Handling nulls and infinities
PyKX and its management of nulls and infinities inherited from q operate differently in subtle ways from familiar libraries such as Numpy.
PyKX provides typed null and infinity values for most types. As shown in the q docs, nulls can be expressed as 0N
followed by a type character (or no type character for long integer null), while infinities can be expressed as 0W
followed by a type character (or no type character for a long integer infinity).
Datatypes in q designate a particular value in their numeric range as null, and another two as positive and negative infinity. Most other languages, such as Python, have no way to represent infinity for anything other than IEEE floating point numbers, and where typed nulls exist, they will not also be a value in the range of the datatype (save for floats, which can be NaN
).
For example, the q null short integer 0Nh
is stored as the value -32768
(i.e. the smallest possible signed 16 bit integer), and the q infinite short integer is stored as the value 32767
(i.e the largest possible signed 16 bit integer).

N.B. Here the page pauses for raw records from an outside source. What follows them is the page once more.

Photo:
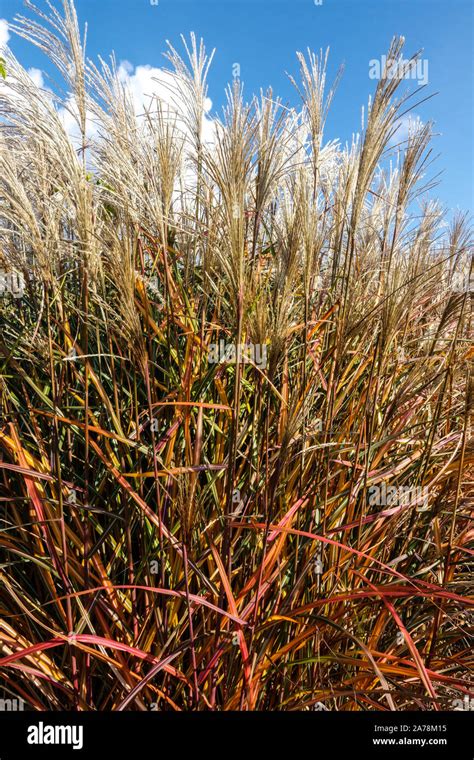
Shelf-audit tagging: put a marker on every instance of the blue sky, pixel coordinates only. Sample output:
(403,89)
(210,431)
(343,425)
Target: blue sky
(263,35)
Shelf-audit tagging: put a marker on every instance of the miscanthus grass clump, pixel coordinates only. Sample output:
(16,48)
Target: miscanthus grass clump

Due to the design of nulls and infinites in q, there are some technical considerations - detailed on this page - regarding converting nulls and infinities between Python and q in either direction.
Generation of null and infinite values
To facilitate the generation of null and infinite values there are a number of properties for pykx.Atom
objects which allow this to be completed Pythonically. In all cases this requires access to licensed mode. The following examples show the generation of various null and infinite values.
Null generation
Where possible null values can be returned to you as follows:
>>> import pykx as kx
>>> kx.LongAtom.null
pykx.LongAtom(pykx.q('0N'))
>>> kx.TimespanAtom.null
pykx.TimespanAtom(pykx.q('0Nn'))
>>> kx.GUIDAtom.null
pykx.GUIDAtom(pykx.q('00000000-0000-0000-0000-000000000000'))
>>> kx.SymbolAtom.null
pykx.SymbolAtom(pykx.q('`'))
Unsupported values will return a NotImplemetedError
as follows:
>>> import pykx as kx
>>> kx.ByteAtom.null
Traceback (most recent call last):
File "<stdin>", line 1, in <module>
File "/usr/local/anaconda3/lib/python3.8/site-packages/pykx/wrappers.py", line 250, in null
raise NotImplementedError('Retrieval of null values not supported for this type')

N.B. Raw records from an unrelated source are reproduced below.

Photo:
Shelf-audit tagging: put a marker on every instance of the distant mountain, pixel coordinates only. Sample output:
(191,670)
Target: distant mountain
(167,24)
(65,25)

NotImplementedError: Retrieval of null values not supported for this type
Infinite generation
Where possible positive and negative infinite values can be returned to you as follows:
>>> import pykx as kx
>>> kx.TimeAtom.inf
pykx.TimeAtom(pykx.q('0Wt'))
>>> -kx.TimeAtom.inf
pykx.TimeAtom(pykx.q('-0Wt'))
>>> kx.IntAtom.inf
pykx.IntAtom(pykx.q('0Wi'))
>>> -kx.IntAtom.inf
pykx.IntAtom(pykx.q('-0Wi'))
Unsupported values will return a NotImplementedError
as follows:
>>> kx.SymbolAtom.inf
Traceback (most recent call last):
File "<stdin>", line 1, in <module>
File "/usr/local/anaconda3/lib/python3.8/site-packages/pykx/wrappers.py", line 274, in inf
raise NotImplementedError('Retrieval of infinite values not supported for this type')

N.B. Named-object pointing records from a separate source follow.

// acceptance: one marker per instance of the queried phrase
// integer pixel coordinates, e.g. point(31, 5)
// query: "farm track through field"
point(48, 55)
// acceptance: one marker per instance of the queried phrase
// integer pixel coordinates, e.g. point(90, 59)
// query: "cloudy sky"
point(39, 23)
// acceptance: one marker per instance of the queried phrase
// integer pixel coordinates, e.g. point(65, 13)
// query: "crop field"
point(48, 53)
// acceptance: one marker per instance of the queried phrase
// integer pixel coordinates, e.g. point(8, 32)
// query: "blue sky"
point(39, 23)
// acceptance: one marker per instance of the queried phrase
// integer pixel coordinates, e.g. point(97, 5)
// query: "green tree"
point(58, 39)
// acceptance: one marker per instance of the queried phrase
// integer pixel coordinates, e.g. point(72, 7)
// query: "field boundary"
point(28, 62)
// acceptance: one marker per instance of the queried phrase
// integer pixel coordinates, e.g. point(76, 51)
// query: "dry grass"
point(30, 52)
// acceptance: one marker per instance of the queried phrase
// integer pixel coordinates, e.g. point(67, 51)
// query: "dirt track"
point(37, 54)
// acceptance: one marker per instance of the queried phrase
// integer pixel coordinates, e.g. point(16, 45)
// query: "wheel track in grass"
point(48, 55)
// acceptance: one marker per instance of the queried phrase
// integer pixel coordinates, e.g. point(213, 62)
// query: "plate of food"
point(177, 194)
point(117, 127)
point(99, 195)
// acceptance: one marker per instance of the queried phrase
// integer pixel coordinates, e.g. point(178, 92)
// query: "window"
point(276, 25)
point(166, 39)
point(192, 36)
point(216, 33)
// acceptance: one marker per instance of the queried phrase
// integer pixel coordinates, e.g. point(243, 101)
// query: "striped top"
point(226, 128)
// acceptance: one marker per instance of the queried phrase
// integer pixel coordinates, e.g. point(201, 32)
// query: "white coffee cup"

NotImplementedError: Retrieval of infinite values not supported for this type
Checking for nulls and infinities
The q function named null can be applied to most PyKX objects, and will return if the object is null by returning 1b
, or if it contains nulls by returning a collection of booleans whose shape matches the object. Like with any function from the .q
namespace, it can be accessed via the context interface: q.null
).
>>> import pykx as kx
>>> kx.q.null(kx.q('0n'))
pykx.BooleanAtom(pykx.q('1b'))
>>> kx.q.null(('1 2 0n 3f'))
pykx.BooleanVector(pykx.q('0010b'))
pykx.Atom
objects provide the properties is_null
and is_inf
. These are True
if the atom is a null value for its type, or an infinite value (positive or negative) for its type, respectively, and False
otherwise. is_inf
is always False
for types which do not have an infinite value in q, such as symbols.
>>> kx.q('0w').is_inf
True
>>> kx.q('0W').is_inf
True
>>> kx.q('1f').is_inf
False
>>> kx.q('0n').is_null
True
>>> kx.q('0N').is_null
True
>>> kx.q('1f').is_null
False
Likewise, all pykx.Collection
objects provide the properties has_nulls
and has_infs
. They are True
if the collection has any nulls/infinities in it.
>>> kx.q('0w,9?1f').has_infs
True
>>> kx.q('0w,9?1f').has_nulls
False
Some null values are unintuitive. For instance, the null value for a character in q is the space " "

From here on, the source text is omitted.